Подобное случается и с теми, кто лжет: некто, утверждающий, что у него есть сто евро в кармане (что неправда), делает это не только для того, чтобы мы поверили, будто в кармане у него действительно есть сто евро, но и для того, чтобы убедить нас в том, что он верит в наличие этих ста евро в своем кармане. Но Франкфурт уточняет, что, в отличие от лжи, главная цель надувательства – создать не ложное мнение о реальном положении вещей, о которых говорится, а, скорее, ложное впечатление о том, что происходит в сознании говорящего. Поэтому надувательство не перерастает в ложь, а лишь граничит с ней. Следуя примеру Франкфурта, президент Соединенных Штатов, выступая по случаю Дня независимости, может использовать пафосные выражения, подчеркивая, что божественный промысел руководил отцами-основателями. Он делает это не для того, чтобы убедить слушателей в том, что сам не считает истиной, а для того, чтобы создать у них впечатление о себе самом, показать, что он верит в Бога и любит родину.
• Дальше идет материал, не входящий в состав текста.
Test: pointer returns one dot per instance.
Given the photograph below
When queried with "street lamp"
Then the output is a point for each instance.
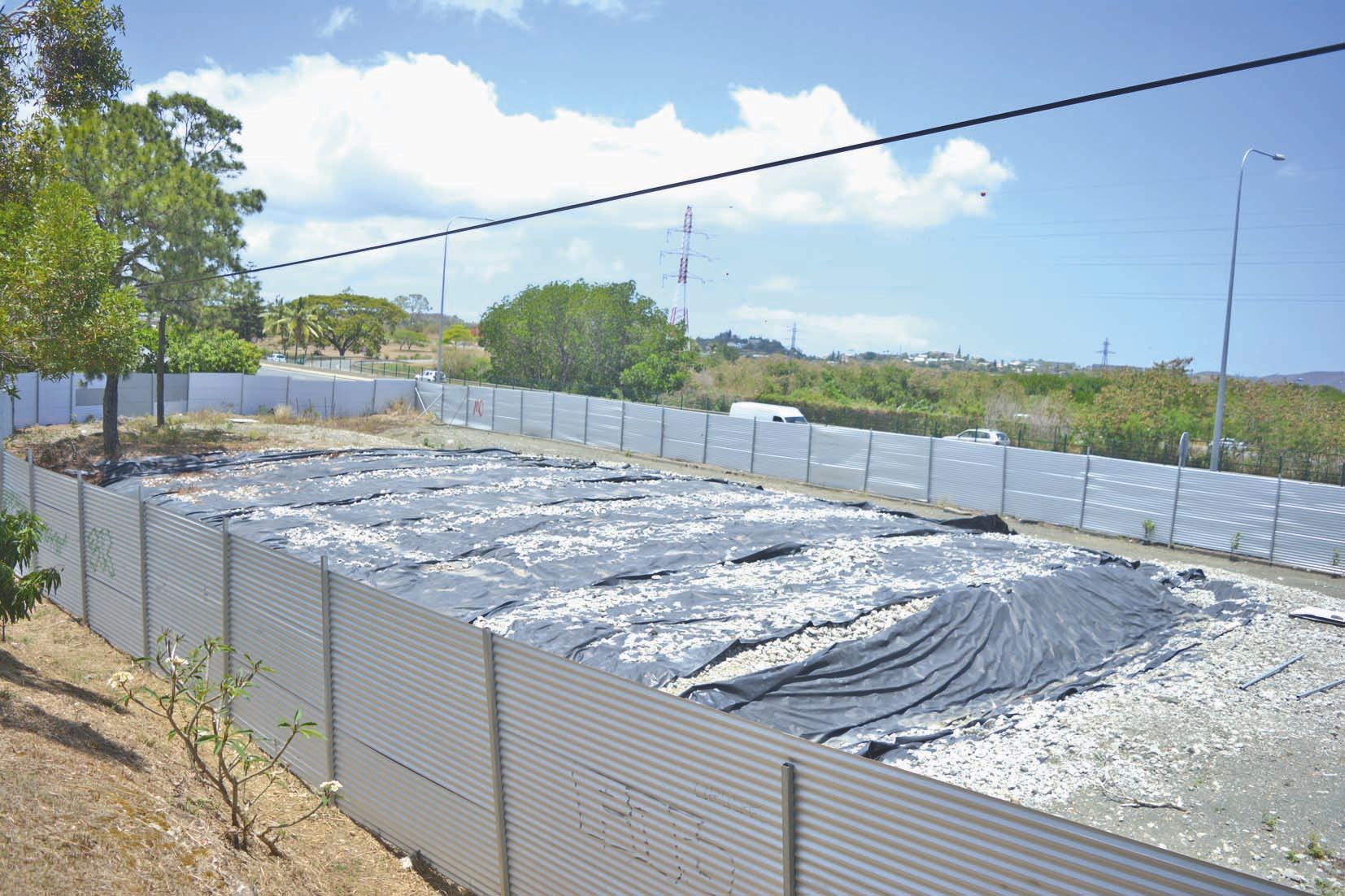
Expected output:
(442, 284)
(1228, 314)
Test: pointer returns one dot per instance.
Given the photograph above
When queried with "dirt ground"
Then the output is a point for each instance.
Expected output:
(1178, 756)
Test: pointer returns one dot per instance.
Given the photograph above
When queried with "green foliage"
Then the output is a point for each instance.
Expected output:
(55, 57)
(58, 308)
(225, 754)
(205, 351)
(19, 594)
(459, 334)
(580, 337)
(347, 320)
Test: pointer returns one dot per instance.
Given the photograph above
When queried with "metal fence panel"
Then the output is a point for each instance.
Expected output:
(509, 411)
(966, 474)
(899, 464)
(1312, 526)
(571, 417)
(55, 401)
(264, 393)
(186, 568)
(1217, 507)
(642, 429)
(112, 564)
(684, 433)
(729, 441)
(354, 398)
(614, 789)
(311, 397)
(58, 506)
(865, 828)
(781, 450)
(287, 635)
(481, 407)
(1122, 494)
(26, 402)
(838, 458)
(604, 423)
(413, 750)
(537, 413)
(214, 392)
(1044, 486)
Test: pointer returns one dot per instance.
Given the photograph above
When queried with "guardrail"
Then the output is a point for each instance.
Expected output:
(514, 771)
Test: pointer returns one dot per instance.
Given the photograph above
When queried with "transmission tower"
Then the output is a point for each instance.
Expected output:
(678, 312)
(1104, 353)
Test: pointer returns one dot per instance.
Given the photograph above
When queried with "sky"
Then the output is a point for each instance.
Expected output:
(1040, 237)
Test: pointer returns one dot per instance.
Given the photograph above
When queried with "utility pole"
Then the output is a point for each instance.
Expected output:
(1104, 353)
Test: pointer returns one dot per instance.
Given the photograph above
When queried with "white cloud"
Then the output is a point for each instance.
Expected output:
(421, 136)
(777, 284)
(339, 19)
(842, 333)
(511, 10)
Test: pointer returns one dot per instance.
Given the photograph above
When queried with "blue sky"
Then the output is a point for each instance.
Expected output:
(376, 120)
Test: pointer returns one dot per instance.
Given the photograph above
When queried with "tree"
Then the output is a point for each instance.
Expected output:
(158, 178)
(347, 320)
(55, 57)
(584, 337)
(456, 334)
(58, 308)
(207, 351)
(20, 592)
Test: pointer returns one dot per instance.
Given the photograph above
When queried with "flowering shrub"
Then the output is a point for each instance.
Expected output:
(221, 751)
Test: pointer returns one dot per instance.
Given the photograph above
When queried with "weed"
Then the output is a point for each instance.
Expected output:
(1314, 848)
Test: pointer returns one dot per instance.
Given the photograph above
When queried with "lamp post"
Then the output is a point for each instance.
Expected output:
(1228, 314)
(442, 285)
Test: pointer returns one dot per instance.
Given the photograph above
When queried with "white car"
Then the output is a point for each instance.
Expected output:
(989, 436)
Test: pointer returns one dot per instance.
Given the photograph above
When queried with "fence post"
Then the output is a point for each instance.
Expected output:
(84, 565)
(1172, 524)
(1274, 522)
(144, 575)
(497, 764)
(1083, 497)
(787, 863)
(868, 459)
(1003, 479)
(807, 459)
(329, 701)
(752, 451)
(929, 474)
(226, 622)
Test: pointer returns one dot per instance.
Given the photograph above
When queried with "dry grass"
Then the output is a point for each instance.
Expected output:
(94, 799)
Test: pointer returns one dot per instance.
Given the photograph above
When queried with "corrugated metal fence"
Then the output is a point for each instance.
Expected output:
(516, 771)
(1291, 522)
(74, 398)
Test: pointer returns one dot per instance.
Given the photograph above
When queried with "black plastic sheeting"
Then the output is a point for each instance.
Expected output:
(970, 654)
(655, 576)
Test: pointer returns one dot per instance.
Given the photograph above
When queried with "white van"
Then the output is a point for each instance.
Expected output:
(756, 411)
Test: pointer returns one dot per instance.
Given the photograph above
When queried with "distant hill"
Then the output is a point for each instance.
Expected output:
(1333, 378)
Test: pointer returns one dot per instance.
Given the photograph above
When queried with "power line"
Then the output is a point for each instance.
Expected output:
(810, 156)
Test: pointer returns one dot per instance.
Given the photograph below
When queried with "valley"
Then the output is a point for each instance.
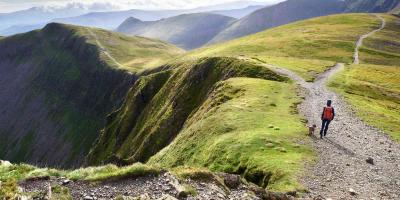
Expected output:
(90, 113)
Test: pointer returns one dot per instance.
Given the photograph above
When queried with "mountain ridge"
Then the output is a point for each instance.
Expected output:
(187, 31)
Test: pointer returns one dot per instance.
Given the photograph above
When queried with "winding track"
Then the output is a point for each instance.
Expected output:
(342, 154)
(103, 49)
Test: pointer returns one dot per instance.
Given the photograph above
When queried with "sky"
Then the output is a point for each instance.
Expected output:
(104, 5)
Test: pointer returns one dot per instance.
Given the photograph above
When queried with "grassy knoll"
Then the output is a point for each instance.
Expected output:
(374, 91)
(251, 129)
(18, 172)
(308, 47)
(383, 48)
(10, 174)
(134, 53)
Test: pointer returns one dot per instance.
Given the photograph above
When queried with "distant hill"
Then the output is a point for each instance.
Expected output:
(238, 13)
(187, 31)
(110, 20)
(36, 15)
(372, 6)
(58, 84)
(76, 15)
(20, 29)
(294, 10)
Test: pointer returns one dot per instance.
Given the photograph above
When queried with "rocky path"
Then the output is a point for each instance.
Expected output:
(342, 170)
(149, 187)
(103, 49)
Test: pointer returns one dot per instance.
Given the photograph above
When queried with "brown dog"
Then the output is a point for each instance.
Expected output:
(311, 129)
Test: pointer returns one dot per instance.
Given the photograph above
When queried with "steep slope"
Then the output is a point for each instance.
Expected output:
(294, 10)
(20, 29)
(371, 6)
(212, 119)
(373, 87)
(238, 13)
(57, 86)
(111, 20)
(187, 31)
(36, 15)
(315, 45)
(312, 46)
(282, 13)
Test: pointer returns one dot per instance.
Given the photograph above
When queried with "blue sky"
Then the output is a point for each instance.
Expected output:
(13, 5)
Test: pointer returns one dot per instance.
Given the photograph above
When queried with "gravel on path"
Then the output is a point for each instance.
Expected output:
(355, 160)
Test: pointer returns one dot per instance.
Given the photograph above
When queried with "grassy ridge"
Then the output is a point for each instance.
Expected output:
(307, 47)
(134, 53)
(157, 107)
(373, 87)
(70, 88)
(251, 129)
(374, 90)
(10, 174)
(383, 48)
(250, 124)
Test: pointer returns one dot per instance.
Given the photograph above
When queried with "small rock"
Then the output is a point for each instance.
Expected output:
(88, 198)
(352, 191)
(370, 161)
(231, 180)
(292, 193)
(5, 163)
(281, 149)
(167, 197)
(66, 182)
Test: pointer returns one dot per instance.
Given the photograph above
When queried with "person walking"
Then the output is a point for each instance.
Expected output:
(328, 114)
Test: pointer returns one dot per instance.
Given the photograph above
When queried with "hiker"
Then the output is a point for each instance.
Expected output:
(328, 114)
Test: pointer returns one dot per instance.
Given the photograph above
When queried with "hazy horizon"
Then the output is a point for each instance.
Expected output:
(7, 6)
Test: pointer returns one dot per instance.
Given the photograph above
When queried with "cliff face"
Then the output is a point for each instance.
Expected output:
(55, 93)
(158, 106)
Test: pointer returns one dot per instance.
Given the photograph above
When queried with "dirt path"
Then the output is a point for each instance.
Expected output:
(360, 41)
(342, 167)
(103, 49)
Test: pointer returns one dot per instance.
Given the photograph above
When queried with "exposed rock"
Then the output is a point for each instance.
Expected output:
(88, 198)
(231, 180)
(66, 182)
(352, 191)
(5, 163)
(370, 161)
(167, 197)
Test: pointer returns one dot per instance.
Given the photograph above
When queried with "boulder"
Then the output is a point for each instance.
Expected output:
(231, 180)
(370, 161)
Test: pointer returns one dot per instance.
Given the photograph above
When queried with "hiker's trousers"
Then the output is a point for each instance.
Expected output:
(324, 127)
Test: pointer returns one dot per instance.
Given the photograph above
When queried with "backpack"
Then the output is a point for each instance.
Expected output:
(328, 113)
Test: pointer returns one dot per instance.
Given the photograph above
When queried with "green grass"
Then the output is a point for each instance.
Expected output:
(307, 47)
(60, 193)
(134, 53)
(158, 105)
(235, 120)
(107, 172)
(374, 91)
(383, 48)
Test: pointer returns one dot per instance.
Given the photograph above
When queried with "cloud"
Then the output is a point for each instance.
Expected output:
(107, 5)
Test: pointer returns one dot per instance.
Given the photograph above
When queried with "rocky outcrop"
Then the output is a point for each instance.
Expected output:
(158, 106)
(55, 93)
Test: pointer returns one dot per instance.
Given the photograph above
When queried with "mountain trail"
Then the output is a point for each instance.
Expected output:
(361, 39)
(342, 171)
(103, 49)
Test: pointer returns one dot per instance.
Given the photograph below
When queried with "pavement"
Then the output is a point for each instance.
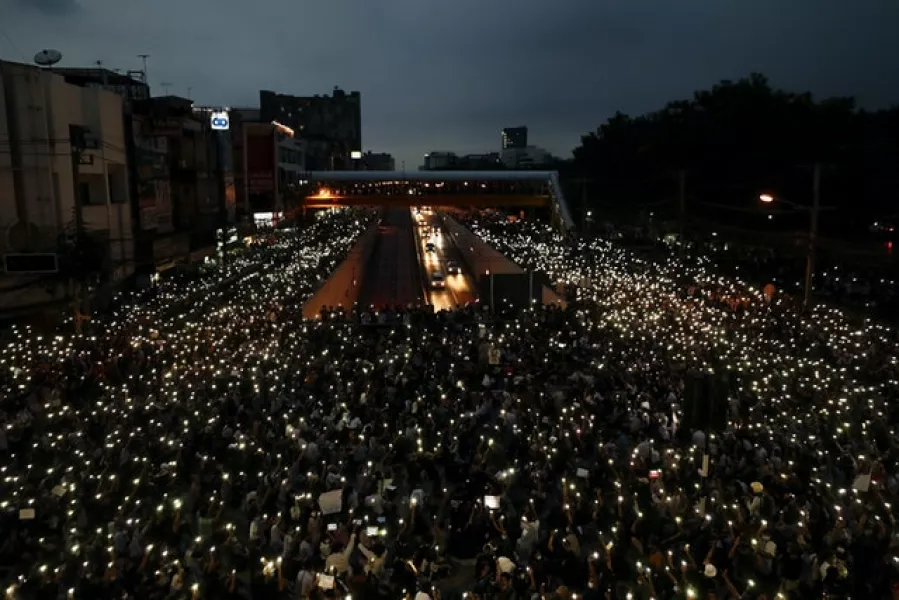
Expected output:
(393, 276)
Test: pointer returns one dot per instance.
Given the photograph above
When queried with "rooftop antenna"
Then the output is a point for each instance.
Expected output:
(144, 58)
(102, 72)
(47, 58)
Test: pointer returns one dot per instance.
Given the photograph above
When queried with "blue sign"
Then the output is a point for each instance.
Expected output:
(219, 121)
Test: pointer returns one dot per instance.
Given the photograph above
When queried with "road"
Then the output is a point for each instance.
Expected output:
(460, 289)
(393, 276)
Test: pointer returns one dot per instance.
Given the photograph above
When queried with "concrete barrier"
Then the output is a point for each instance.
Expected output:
(483, 260)
(344, 285)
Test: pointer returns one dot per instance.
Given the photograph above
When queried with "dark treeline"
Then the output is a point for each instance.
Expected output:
(738, 140)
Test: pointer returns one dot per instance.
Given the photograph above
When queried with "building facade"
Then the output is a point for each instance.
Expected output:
(530, 157)
(63, 177)
(514, 137)
(193, 204)
(439, 161)
(331, 125)
(450, 161)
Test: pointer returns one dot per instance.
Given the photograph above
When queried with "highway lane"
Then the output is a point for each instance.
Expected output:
(460, 288)
(393, 276)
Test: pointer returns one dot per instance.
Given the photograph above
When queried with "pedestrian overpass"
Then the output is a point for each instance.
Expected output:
(462, 189)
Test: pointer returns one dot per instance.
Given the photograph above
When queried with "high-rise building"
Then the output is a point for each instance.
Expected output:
(515, 137)
(63, 187)
(331, 125)
(439, 161)
(529, 157)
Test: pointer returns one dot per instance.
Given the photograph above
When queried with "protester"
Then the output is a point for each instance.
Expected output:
(229, 448)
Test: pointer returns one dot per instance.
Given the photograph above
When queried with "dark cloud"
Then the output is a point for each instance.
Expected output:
(450, 75)
(50, 7)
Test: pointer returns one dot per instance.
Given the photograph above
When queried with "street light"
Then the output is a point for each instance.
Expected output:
(813, 229)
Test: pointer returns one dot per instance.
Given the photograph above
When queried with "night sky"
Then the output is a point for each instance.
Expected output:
(449, 75)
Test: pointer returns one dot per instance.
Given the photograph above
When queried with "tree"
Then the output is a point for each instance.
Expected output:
(741, 138)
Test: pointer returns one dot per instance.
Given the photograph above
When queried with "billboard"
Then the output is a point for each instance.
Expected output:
(219, 121)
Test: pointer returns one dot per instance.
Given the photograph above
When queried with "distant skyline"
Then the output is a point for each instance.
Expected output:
(450, 76)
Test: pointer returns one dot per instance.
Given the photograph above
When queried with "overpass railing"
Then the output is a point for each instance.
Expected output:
(558, 199)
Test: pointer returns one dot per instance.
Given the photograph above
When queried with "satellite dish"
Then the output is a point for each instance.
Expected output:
(48, 58)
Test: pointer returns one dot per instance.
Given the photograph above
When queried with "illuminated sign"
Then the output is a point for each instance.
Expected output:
(219, 121)
(283, 128)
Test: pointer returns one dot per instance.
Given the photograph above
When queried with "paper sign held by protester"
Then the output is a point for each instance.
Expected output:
(493, 355)
(331, 502)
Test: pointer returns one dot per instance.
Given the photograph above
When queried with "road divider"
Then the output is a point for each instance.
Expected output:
(343, 286)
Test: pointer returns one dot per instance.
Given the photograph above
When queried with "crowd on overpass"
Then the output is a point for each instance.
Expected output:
(210, 443)
(432, 188)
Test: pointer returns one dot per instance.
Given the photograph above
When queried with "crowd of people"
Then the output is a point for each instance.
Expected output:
(210, 443)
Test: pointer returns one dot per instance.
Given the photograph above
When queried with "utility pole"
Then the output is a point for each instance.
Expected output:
(144, 58)
(682, 198)
(585, 214)
(812, 235)
(78, 144)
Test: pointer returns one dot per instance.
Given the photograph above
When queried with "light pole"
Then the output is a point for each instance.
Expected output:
(813, 229)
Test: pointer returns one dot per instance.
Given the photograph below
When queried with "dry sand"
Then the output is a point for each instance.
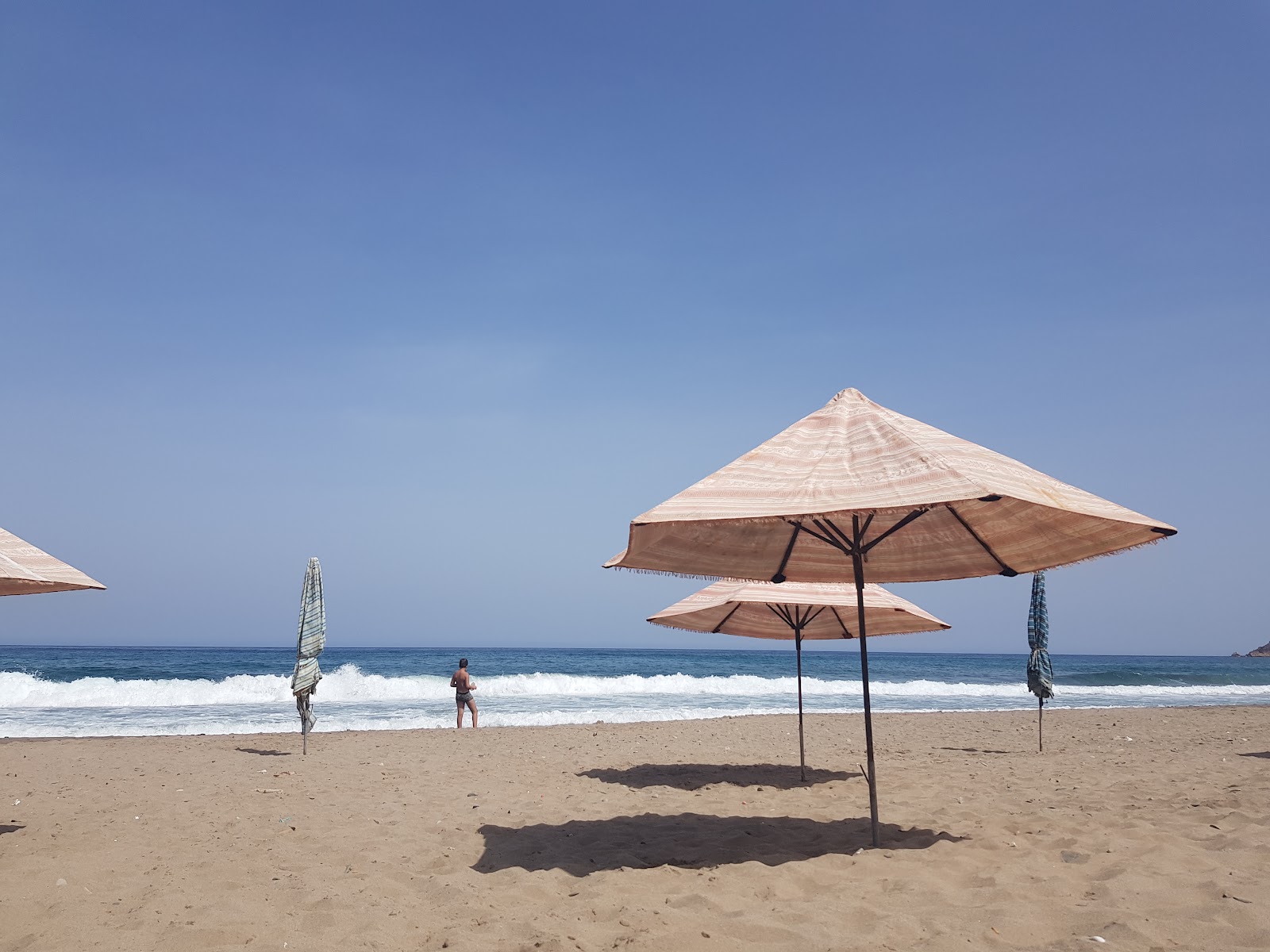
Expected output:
(1146, 828)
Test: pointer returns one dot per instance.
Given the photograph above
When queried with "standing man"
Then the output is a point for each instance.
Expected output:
(464, 687)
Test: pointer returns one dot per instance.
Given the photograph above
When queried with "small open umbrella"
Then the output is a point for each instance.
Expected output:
(856, 489)
(311, 641)
(1041, 674)
(760, 609)
(25, 570)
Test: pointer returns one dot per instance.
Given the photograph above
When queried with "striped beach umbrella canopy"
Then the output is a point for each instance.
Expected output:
(311, 641)
(794, 611)
(25, 570)
(859, 493)
(1041, 674)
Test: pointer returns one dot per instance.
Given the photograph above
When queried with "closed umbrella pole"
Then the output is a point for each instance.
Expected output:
(1041, 673)
(901, 499)
(309, 644)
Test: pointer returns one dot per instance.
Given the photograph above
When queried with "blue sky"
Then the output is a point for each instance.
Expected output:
(446, 294)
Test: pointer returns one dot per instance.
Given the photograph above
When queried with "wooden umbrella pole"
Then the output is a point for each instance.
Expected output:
(802, 749)
(859, 566)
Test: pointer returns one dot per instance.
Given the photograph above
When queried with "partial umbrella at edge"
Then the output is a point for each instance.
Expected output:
(798, 611)
(855, 489)
(310, 643)
(25, 570)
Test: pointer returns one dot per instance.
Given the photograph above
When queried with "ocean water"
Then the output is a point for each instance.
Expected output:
(152, 691)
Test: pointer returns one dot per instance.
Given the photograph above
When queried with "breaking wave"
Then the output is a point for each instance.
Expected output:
(347, 685)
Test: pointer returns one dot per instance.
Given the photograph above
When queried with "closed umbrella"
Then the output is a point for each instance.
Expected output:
(311, 641)
(798, 611)
(857, 490)
(1041, 674)
(25, 570)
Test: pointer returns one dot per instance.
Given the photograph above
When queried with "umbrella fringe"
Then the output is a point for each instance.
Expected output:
(734, 578)
(1103, 555)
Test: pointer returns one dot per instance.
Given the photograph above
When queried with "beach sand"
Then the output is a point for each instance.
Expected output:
(1147, 828)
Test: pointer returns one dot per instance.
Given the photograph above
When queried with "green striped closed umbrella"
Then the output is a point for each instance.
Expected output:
(1041, 674)
(313, 640)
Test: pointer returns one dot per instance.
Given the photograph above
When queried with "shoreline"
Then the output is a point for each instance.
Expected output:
(1056, 711)
(1142, 825)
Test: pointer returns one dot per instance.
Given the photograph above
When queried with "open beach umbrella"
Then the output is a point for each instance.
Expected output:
(25, 570)
(311, 641)
(798, 611)
(1041, 674)
(857, 490)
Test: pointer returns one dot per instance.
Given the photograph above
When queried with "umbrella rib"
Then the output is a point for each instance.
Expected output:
(897, 527)
(779, 611)
(827, 539)
(846, 632)
(1005, 569)
(717, 628)
(846, 543)
(789, 550)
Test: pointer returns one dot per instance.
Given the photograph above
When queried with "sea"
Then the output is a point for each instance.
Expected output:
(78, 692)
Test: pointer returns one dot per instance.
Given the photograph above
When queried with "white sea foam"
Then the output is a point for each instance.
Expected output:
(641, 693)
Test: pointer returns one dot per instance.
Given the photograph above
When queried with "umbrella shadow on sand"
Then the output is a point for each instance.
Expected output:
(686, 841)
(698, 776)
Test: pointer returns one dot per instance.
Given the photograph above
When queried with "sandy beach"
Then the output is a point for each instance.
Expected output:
(1146, 828)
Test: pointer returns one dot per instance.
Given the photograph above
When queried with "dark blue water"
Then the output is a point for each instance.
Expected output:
(57, 691)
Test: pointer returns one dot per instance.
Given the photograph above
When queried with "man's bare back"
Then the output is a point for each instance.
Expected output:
(464, 687)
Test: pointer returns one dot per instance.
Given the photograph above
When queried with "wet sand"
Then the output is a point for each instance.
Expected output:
(1147, 828)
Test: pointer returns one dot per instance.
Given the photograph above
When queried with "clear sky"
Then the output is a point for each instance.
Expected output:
(446, 294)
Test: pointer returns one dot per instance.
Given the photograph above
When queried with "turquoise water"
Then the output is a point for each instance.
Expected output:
(146, 691)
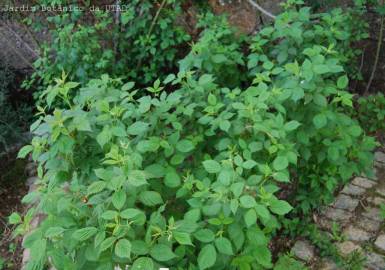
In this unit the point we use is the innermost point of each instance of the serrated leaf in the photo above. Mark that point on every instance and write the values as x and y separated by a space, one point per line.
224 246
185 146
119 199
162 253
280 207
123 248
212 166
182 238
207 257
150 198
84 233
280 163
24 151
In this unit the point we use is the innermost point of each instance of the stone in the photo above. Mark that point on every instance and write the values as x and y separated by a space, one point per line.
328 265
338 214
356 234
31 181
377 201
353 190
345 202
347 247
379 157
372 213
380 190
363 182
303 250
375 261
380 242
368 224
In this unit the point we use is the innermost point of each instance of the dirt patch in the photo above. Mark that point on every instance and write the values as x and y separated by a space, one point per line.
12 190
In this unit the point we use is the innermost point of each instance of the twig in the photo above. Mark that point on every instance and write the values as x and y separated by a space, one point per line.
20 39
377 55
261 9
17 52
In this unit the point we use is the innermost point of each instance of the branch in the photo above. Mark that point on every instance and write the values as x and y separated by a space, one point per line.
377 56
261 9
Брехня отличается от надувательства тем, что она является утверждением заведомо ошибочным и прибегающие к ней так или иначе рисуют ложный образ самих себя, совершенно не беспокоясь о том, истинно или ложно то, что они говорят. «Брехун же скрывает от нас другое – свое безразличие к истине или лживости своих слов…» Подобные утверждения заставляют насторожиться, и, действительно, Франкфурт подтверждает наши худшие опасения: «Такие сферы, как реклама, пиар и бурно срастающаяся с ними в наши дни политика, изобилуют примерами столь откровенной брехни, что их можно безоговорочно признать классическими образцами ее воплощения». Цель брехни даже не в том, чтобы солгать о реальном состоянии вещей, а в том, чтобы произвести впечатление на слушателей, плохо отличающих истину от лжи, – они ведь тоже не заинтересованы в этих нюансах. Ко всему прочему, я думаю, брехуны полагаются на слабую память своей аудитории, что позволяет им производить бесконечную брехню, которая сама себе противоречит: «В отличие от честного человека или лжеца, брехун сверяется с фактами лишь там, где это необходимо, чтобы брехня сошла ему с рук».